A medical calculator is a type of medical computer software, whose purpose is to allow easy calculation of various scores and indices, presenting the user with a friendly interface that hides the complexity of the formulas. Most offer further helpful information such as result interpretation guides and medical literature references. Generally, such calculators are intended for use by health care professionals, and use by the general public is discouraged.

Medical calculators arose because modern medicine makes frequent use of scores and indices that put physicians' memory and calculation skills to the test. The advent of personal computers, the Internet and Web, and more recently personal digital assistants (PDAs) have formed an environment conducive to their development, spread and use.

Types of calculators

Hardware devices
Purpose-built devices for specific medical calculations are available from various commercial sources. Pharma-Insight Inc. in Canada is one of the only companies in the world that is able to make custom specific medical calculators built to perform a specific medical calculation to make dosing or other calculation easy.
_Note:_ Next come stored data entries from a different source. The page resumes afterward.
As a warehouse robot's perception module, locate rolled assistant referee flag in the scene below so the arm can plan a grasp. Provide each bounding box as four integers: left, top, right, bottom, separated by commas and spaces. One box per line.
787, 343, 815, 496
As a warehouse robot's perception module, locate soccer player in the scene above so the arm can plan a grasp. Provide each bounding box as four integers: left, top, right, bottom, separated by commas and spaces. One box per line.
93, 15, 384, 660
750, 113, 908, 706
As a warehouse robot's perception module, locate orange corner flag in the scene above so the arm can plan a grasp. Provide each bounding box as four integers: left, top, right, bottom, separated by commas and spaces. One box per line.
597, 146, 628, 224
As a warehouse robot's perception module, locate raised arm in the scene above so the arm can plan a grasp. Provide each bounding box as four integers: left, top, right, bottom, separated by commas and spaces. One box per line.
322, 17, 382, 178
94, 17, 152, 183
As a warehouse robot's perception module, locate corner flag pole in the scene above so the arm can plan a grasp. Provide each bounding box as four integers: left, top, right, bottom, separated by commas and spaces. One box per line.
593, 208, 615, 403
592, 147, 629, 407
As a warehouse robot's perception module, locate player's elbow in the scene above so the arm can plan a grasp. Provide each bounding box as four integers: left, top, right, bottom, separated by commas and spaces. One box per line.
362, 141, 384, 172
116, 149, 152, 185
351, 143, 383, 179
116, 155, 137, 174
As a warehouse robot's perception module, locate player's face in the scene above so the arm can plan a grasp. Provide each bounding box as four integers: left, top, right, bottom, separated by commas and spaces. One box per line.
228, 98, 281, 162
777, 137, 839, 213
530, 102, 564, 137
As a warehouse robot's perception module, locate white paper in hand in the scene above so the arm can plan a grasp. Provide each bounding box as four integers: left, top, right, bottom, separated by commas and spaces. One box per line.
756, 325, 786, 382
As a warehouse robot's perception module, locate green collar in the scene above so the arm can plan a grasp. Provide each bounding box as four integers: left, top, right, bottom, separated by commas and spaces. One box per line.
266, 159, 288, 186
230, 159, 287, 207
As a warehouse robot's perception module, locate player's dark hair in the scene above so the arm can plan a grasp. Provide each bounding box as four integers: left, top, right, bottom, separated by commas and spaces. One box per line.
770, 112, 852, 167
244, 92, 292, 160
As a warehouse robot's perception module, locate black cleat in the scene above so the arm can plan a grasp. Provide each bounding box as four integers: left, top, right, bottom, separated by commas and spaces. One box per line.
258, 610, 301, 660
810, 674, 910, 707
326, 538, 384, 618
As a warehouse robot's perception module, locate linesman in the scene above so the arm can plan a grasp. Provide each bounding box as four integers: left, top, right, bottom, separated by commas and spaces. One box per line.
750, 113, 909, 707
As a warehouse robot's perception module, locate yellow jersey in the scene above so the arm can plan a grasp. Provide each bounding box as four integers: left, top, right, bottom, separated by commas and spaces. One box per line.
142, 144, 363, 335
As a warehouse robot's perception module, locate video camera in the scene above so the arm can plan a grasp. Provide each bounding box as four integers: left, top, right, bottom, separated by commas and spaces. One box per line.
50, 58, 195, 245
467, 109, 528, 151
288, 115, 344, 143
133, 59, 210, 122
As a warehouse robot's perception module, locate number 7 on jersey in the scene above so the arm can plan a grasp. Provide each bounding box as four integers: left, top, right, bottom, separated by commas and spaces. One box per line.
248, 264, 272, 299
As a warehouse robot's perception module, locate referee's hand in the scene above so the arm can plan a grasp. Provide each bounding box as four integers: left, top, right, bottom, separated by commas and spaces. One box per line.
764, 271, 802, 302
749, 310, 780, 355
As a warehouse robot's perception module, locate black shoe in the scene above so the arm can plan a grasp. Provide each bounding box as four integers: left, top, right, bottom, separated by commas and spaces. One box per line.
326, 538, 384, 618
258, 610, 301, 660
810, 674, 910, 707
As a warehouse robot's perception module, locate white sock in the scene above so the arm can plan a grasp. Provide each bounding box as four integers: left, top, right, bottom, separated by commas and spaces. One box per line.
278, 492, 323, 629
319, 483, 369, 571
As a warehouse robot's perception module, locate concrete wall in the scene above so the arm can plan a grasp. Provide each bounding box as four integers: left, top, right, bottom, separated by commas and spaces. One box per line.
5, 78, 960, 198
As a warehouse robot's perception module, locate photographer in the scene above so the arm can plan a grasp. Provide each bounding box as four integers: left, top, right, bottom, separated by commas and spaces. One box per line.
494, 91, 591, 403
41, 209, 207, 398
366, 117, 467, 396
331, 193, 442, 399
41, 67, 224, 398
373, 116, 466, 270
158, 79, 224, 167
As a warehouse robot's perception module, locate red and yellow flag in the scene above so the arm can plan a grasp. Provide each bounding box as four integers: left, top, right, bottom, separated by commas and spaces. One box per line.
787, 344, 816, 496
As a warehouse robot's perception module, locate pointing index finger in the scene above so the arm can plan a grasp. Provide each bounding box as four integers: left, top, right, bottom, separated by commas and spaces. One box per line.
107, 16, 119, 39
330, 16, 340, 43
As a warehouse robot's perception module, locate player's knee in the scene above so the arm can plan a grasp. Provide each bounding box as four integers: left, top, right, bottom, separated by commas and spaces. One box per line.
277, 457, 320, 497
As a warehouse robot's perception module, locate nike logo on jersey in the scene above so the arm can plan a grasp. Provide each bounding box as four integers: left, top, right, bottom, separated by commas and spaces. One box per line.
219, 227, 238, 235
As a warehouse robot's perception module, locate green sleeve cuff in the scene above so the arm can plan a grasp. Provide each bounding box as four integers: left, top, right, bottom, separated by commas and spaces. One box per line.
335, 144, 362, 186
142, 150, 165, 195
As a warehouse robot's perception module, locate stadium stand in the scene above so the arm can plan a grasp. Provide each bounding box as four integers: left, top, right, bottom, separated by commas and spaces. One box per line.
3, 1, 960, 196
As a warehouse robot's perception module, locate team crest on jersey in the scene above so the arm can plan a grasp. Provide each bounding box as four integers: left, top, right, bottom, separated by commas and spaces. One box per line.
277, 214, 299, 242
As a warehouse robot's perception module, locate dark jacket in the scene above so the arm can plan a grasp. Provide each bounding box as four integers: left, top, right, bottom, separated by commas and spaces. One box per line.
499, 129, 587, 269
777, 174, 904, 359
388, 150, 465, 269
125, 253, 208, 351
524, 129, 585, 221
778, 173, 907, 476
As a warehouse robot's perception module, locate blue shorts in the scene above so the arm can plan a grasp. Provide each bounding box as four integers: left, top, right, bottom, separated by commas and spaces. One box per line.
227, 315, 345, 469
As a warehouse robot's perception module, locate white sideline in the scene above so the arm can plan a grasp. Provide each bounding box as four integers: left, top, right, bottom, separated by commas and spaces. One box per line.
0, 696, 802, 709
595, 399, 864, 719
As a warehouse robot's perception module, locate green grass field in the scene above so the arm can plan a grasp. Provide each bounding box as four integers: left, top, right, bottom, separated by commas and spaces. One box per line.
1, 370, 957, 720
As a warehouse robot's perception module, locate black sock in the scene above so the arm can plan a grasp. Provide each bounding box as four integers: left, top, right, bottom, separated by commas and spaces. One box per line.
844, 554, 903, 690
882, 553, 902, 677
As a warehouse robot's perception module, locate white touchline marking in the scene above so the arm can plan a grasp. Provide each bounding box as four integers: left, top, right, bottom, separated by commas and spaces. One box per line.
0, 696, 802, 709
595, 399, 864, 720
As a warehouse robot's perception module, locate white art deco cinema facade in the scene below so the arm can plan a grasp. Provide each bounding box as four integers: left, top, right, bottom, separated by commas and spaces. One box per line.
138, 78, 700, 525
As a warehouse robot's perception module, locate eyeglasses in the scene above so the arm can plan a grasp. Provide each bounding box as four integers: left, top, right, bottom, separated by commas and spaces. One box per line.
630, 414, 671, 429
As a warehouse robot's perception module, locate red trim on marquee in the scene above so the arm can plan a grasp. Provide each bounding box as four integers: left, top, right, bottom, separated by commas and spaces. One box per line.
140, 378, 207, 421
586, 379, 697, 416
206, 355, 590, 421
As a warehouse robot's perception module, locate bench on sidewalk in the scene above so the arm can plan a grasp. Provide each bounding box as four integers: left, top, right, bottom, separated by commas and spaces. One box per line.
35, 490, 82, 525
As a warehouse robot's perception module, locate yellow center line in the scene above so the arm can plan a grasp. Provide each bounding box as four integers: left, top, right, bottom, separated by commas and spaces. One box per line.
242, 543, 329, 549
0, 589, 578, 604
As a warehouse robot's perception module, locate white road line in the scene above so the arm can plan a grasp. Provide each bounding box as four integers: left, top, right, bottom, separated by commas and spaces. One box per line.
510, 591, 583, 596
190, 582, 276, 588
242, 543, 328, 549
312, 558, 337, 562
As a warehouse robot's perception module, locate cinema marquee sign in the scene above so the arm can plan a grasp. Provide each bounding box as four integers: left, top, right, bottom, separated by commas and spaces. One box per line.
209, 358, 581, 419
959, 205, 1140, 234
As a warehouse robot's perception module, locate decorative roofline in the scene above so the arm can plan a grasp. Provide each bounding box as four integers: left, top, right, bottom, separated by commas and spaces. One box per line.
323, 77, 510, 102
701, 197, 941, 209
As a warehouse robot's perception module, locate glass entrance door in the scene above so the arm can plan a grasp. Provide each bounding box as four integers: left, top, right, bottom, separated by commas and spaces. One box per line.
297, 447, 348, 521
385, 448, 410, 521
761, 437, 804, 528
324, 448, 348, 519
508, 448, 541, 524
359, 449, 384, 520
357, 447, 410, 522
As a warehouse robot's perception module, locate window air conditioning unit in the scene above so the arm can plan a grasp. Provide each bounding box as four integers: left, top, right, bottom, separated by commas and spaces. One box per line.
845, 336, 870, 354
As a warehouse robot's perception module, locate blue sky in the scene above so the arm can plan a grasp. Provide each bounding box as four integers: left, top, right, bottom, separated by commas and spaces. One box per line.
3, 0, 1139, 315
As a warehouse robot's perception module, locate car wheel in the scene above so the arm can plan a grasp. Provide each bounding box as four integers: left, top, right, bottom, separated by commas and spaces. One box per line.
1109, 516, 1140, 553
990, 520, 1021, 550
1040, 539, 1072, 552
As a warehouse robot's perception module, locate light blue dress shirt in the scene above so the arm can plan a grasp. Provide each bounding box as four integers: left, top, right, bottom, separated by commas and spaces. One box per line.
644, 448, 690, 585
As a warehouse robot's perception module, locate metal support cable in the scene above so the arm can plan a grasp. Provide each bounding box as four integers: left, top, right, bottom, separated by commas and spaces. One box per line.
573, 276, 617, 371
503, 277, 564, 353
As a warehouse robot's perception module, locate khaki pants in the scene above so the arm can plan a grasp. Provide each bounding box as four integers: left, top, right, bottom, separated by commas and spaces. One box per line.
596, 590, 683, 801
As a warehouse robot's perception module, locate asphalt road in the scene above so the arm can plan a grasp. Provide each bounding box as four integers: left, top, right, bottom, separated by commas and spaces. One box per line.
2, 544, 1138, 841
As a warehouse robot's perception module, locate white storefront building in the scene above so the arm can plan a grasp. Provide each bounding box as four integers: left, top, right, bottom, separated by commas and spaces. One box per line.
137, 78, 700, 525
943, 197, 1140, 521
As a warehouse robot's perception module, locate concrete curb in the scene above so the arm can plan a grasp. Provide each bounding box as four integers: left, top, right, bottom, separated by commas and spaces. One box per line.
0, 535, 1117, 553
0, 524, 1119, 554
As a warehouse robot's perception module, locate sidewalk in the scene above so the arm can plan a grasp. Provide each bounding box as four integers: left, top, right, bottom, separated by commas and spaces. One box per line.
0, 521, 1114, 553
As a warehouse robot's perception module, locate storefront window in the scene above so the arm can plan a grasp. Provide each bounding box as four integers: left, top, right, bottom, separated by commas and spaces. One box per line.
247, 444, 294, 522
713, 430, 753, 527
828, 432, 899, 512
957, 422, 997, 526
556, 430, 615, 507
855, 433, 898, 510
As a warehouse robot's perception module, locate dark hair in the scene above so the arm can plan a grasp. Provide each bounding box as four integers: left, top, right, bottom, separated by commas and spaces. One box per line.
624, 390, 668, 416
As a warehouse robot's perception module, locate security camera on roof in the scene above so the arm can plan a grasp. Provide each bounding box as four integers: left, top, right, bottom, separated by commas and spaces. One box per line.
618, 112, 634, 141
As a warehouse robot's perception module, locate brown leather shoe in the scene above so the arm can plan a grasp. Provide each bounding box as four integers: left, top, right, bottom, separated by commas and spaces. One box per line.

Some of the standard units they make include eGFR, CrCl, BMI, BSA, DAS and many other custom units designed for a specific purpose.  There are two ways to make a calculator using an array that looks up an answer based on a large array of data or where the calculator computes the answer using a mathematical equation.

PDA
Software-based medical calculators are available for various PDA-platforms, including the iPhone, Palm and Pocket PC. Handheld battery powered portable units are available and can be manufactured in smaller quantities than before thanks to OTP (one Time Programmable) chips.

Online Calculators
Various websites are available that provide calculations from a browser based input form.